18 May 1279: Death of Afonso III, king of Portugal, who was married to Edward's first cousin Beatriz of Castile.

18 May 1308: Forced to give in after many weeks of refusing to do so, Edward II agreed to banish Piers Gaveston from England (he hit on the idea of making him lord lieutenant of Ireland a few days later): "Edward, by the grace of God king of England, lord of Ireland and duke of Aquitaine, to all those who see or hear these letters, greetings. We make known to you that between this day and the day that Sir Piers Gaveston [monsire Pieres de Gavaston] must leave our realm, that is, the morrow of the Nativity of St John the Baptist next [25 June], we will not do anything, nor suffer anything to be done, as far as within us lies, by which the departure of this same Piers [meisme celui Peres] might be impeded or delayed in any way, according to the counsel given to us by the prelates, earls and barons of our realm, with which we have agreed...".

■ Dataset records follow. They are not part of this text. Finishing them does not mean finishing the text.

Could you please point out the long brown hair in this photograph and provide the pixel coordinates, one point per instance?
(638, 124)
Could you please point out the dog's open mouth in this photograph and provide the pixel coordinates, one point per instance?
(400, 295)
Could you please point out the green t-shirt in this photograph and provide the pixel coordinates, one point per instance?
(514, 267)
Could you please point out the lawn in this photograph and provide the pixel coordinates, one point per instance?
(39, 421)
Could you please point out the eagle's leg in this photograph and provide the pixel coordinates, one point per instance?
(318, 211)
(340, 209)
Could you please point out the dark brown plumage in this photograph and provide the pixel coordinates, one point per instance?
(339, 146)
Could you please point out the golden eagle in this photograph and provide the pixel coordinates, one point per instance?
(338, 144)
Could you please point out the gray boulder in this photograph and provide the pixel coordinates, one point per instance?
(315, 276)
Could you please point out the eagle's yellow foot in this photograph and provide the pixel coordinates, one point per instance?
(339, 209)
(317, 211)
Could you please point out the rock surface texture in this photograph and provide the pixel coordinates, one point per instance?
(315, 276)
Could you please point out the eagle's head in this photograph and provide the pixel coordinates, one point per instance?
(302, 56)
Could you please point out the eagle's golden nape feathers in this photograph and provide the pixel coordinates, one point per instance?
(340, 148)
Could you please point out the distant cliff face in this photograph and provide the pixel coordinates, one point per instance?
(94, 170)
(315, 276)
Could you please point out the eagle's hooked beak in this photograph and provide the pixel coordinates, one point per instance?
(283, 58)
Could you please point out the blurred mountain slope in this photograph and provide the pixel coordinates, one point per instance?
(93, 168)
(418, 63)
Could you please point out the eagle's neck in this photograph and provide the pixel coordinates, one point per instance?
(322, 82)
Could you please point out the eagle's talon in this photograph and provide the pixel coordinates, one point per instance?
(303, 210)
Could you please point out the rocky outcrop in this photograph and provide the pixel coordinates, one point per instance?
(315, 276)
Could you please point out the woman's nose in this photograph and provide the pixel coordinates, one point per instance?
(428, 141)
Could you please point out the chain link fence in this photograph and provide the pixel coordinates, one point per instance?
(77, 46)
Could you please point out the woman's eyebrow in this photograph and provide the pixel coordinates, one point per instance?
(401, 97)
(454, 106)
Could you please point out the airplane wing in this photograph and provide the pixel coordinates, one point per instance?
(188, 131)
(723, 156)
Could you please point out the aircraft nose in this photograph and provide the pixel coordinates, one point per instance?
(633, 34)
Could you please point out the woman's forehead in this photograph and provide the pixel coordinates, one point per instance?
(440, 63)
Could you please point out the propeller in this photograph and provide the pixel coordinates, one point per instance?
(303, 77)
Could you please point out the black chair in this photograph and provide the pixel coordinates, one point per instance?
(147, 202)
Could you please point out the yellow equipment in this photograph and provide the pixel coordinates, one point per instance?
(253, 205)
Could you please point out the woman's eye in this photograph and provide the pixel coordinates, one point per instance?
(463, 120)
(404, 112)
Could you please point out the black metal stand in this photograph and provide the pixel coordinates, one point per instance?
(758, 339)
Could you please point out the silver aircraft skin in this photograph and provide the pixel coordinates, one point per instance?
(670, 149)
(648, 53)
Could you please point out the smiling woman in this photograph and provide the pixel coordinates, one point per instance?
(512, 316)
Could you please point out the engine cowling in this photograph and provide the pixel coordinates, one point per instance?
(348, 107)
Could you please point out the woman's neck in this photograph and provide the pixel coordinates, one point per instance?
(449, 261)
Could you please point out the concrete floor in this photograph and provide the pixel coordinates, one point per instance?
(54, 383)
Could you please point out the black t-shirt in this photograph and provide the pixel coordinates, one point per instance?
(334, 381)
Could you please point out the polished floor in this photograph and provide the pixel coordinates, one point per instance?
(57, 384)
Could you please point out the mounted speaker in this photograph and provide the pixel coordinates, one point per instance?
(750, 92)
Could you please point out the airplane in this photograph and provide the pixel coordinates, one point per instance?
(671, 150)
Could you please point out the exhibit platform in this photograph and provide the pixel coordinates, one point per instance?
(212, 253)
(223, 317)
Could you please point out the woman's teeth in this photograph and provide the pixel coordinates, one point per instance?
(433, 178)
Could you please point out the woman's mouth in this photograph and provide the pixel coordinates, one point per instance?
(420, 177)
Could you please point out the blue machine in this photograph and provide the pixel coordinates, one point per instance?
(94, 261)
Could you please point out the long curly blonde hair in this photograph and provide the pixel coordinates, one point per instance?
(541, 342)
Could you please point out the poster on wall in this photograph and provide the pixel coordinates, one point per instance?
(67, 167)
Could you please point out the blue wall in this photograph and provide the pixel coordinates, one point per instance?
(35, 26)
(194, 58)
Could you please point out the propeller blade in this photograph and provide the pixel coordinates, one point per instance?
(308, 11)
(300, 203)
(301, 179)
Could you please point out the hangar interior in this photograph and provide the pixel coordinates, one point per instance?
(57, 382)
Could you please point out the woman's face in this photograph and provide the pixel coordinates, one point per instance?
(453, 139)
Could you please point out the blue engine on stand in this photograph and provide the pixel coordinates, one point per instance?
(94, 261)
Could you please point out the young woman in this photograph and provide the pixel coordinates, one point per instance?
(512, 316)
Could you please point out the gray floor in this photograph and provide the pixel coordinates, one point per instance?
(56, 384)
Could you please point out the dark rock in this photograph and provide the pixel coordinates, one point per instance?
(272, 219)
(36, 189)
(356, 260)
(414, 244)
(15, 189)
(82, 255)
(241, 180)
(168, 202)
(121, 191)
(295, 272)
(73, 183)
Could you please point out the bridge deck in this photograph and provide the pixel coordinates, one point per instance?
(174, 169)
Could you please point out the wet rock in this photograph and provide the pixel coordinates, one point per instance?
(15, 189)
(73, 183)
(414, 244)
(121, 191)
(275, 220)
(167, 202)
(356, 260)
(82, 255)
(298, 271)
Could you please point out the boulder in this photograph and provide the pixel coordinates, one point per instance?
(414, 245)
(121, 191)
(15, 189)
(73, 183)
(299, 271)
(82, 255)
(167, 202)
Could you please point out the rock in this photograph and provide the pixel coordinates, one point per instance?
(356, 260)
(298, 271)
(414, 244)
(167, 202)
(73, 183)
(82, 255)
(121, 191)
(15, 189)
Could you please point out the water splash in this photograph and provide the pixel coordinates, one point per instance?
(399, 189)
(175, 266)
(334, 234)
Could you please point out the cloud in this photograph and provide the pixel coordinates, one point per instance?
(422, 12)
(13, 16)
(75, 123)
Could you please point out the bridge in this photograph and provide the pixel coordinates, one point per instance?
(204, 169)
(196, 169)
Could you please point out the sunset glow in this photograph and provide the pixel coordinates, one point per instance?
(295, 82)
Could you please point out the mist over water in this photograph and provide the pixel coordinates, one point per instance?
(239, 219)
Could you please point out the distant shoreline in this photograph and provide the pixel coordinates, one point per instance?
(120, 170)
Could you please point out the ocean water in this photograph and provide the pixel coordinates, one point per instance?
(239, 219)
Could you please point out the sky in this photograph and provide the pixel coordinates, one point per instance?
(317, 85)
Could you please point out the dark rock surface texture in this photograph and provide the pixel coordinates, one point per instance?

19 May 1312: After nine days of siege, with few provisions and thus little other choice, Piers Gaveston came out of Scarborough Castle and surrendered to the earls of Pembroke and Surrey and Henry, Lord Percy.  He had exactly a month left to live.

19 May 1326: Edward attended the wedding at Marlborough of his household knight Sir Robert Wateville and Margaret Hastings, niece of Hugh Despenser the Younger.  The king gave a pound to Will Muleward, one of the valets of the bride's mother Isabel, Lady Hastings, who "was with the king for some time and made him laugh very greatly."

20 May 1315: Edward II ordered Hugh Despenser the Younger, not yet his favourite, to surrender Tonbridge Castle in Kent, which he had seized.

21 May 1317: Edward paid twenty marks for his sister, the nun Mary, and their niece Elizabeth de Clare to go on pilgrimage to Canterbury.

21 May 1321: Edward (then aged thirty-seven) gave ten pounds to the messenger who brought him news of the birth of his latest great-nephew, the future Count Henri IV of Bar, son of Edward's nephew Count Edouard I of Bar (only son of his eldest sister Eleanor) and Marie of Burgundy. Three days later, the king paid Robert le Fermor, bootmaker of Fleet Street, thirty shillings for six pairs of boots "with tassels of silk and drops of silver-gilt."

22 May 1306: Knighting of Edward of Caernarfon and almost 300 other young men at Westminster; one of the great events of the age.

23 May 1313: On his way to Paris with Isabella, Edward ordered the constable of Dover Castle to pay "six Saracens" six pence a day each for their expenses "until the king's return from parts beyond sea." Who these people were and what subsequently happened to them, I don't know.

(On or shortly before) 23 May 1318: Birth of Edward's great-niece Elizabeth Damory, only child of Edward's niece Elizabeth de Clare and her third husband Sir Roger Damory, Edward's great favourite at the time.  The king gave a massive twenty pounds to the messenger who brought him news of little Elizabeth's birth.

25 May 1317: Edward II arranged the future marriage of Piers Gaveston's five-year-old daughter and heir, the king's great-niece Joan, to John, son and heir of Thomas Multon, lord of Egremont in Cumberland.  John, born in 1308, was the eldest grandson of Richard de Burgh, earl of Ulster.

26 May 1306: Wedding of Hugh Despenser the Younger and Eleanor de Clare, eldest granddaughter of Edward I, who arranged and attended the wedding.  Eleanor was thirteen and a half, Hugh somewhere between sixteen and nineteen.

28 May 1309: Great jousting tournament at Stepney, at which Sir Giles Argentein held the field against all comers and was crowned 'King of the Greenwood'.

29 May 1332: Death of Edward II's sister Mary, the reluctant nun, at the age of fifty-three.

30 May 1252: Death of Edward II's maternal grandfather King Fernando III of Castile and Leon in his early fifties, conqueror of most of Andalusia, father of fifteen children, canonised as San Fernando in 1671 and the patron saint of Seville.

30 May 1323: Arrest of Edward's kinsman Henry, Lord Beaumont during a meeting of the royal council at Bishopthorpe in Yorkshire.